As a dog trainer, it is rare that I recommend people consult with their vets about the use of anxiety medications. Most dogs simply don’t need them. When I worked at a big box store, I never once ran across a dog who I thought needed meds. However, now that I work exclusively with people who have dogs with behavior issues, I naturally see more dogs that might benefit from a little chemical help.
Thankfully, many of these dogs improve over the course of a six-week class. So much so, in fact, that by the end I do not feel the need to refer them for a medication consultation. For some, I mention that if their progress stalls out or if their dog regresses, they might want to consider using meds, but it’s more to educate them about their options than a serious recommendation.
But then there are the dogs that do not improve, or who get worse. The dogs who are so hypervigilant that they cannot learn anything in class. The dogs who cannot eat or otherwise be distracted from the mere sound of another dog. The dogs, in other words, who probably could benefit from the use of medication.
It’s a fine line I walk. I am not a vet, and as a result, I cannot tell someone that their dog needs medication. I cannot diagnose their dog with a clinical disorder. I cannot tell them which medication is right for their dog, nor the dosage. But I can urge them to consult with someone who can.
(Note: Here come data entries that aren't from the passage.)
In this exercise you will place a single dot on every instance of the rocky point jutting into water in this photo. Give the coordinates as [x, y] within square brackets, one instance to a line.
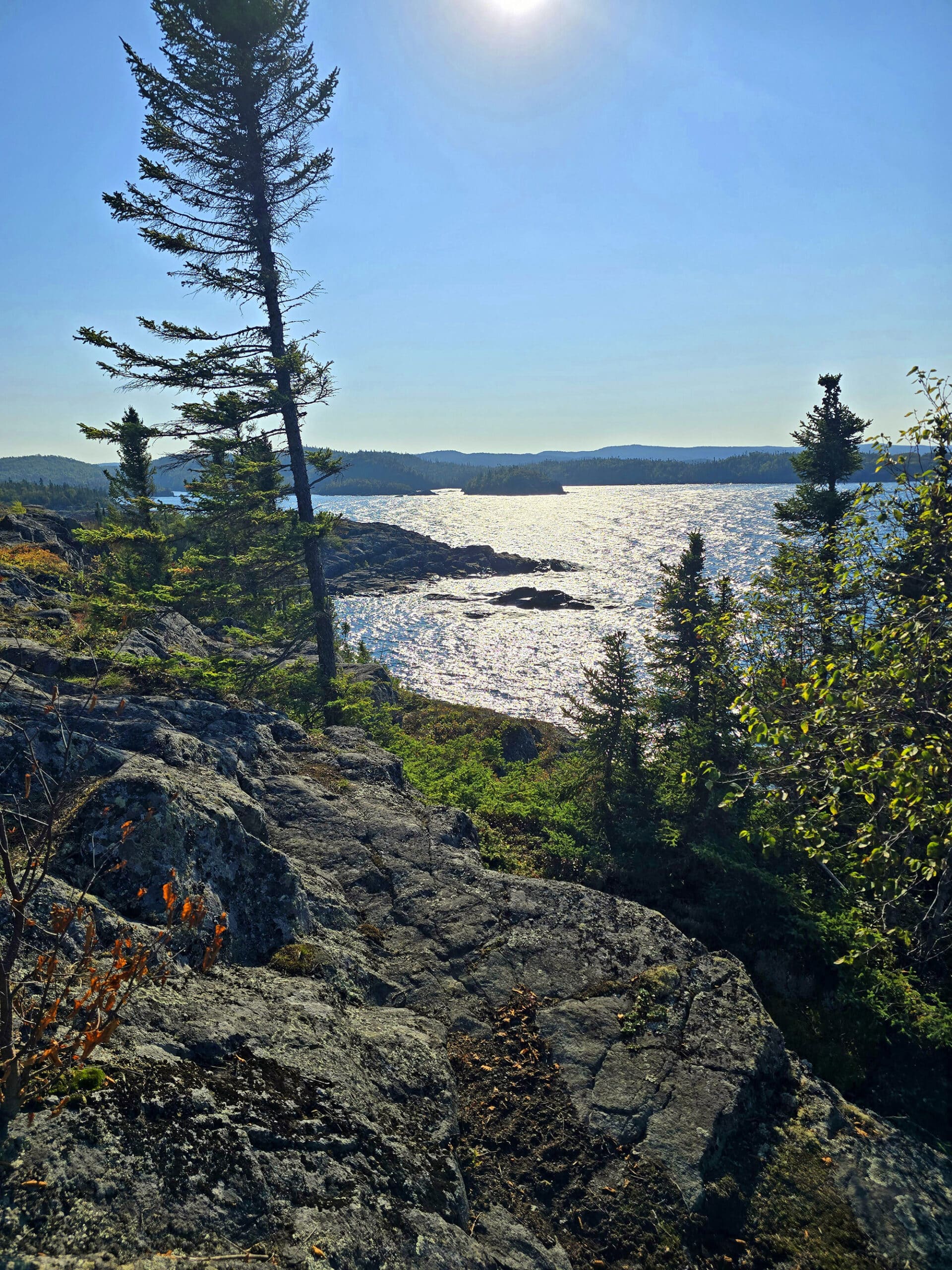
[403, 1058]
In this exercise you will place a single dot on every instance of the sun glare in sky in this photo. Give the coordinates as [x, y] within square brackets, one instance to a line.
[517, 8]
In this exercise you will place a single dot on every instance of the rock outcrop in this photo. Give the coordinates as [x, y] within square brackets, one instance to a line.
[404, 1060]
[371, 558]
[362, 559]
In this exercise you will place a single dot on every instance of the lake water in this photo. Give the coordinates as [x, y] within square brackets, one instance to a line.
[521, 662]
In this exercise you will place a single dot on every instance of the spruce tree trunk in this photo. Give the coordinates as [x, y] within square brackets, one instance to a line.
[324, 627]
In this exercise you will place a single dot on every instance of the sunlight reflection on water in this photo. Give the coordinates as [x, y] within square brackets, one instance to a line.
[525, 662]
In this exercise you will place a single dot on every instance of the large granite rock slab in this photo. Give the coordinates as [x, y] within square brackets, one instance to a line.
[407, 1060]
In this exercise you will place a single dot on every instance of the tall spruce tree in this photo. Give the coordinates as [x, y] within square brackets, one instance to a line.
[683, 607]
[243, 561]
[612, 722]
[131, 486]
[829, 439]
[229, 173]
[131, 536]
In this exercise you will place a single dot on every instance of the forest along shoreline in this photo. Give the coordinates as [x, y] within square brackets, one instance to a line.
[737, 867]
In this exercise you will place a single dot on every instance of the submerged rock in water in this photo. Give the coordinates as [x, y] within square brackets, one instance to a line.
[529, 597]
[370, 558]
[407, 1058]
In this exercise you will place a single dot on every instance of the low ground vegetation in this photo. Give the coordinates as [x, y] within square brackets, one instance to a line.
[777, 784]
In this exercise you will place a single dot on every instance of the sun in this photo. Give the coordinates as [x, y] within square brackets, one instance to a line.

Some people- bless them- follow up on my recommendation. But others steadfastly refuse. Why? There are a number of reasons- probably as many as there are owners- but here are what I think are the top five… and my response to them.
1. Treating animals with human medication is silly and anthropomorphic.
I’ve heard this one a lot, and on the surface, it makes sense. They are dogs, not people. Why would we use human treatments? The funny thing is, though, that this objection is only raised in relation to behavior meds. The truth is, there are lots of medicines that have both veterinary and human applications. Antibiotics are an obvious example, but plenty of dogs take thyroid medications, insulin, pain meds, or allergy pills. In fact, this is so common that several major (human) pharmacies even have a pet prescription savings plan!
What’s more, I do not think it is anthropomorphic in the least to think an animal can suffer from anxiety. They have nearly identical brain structures to ours, so it seems not only possible, but also quite likely, that they might suffer from some of the same mental disorders that we humans do.
2. All vets want to do is prescribe medication. Everyone knows that meds are overprescribed in this country!
I’m sure this objection is a carryover from human medicine- it’s trendy to say that doctors overdiagnose and overprescribe ADHD meds, for example- but as a social worker who works with children, I have to say I see far more kids who could benefit from medications, but aren’t on them, than kids who are on them and shouldn’t be.
Adding to that, when I first explored the concept of medication for my own anxious dog, my general practice vet said she didn’t need them. Anecdotal evidence to be sure, but I’ve heard the same story from plenty of other people.
This objection is also why I have a personal preference for referring people to a board-certified veterinary behaviorist. My experience has been that they do not prescribe meds to every dog that walks through their doors. In fact, the last person I referred was told that their dog would not benefit from medication.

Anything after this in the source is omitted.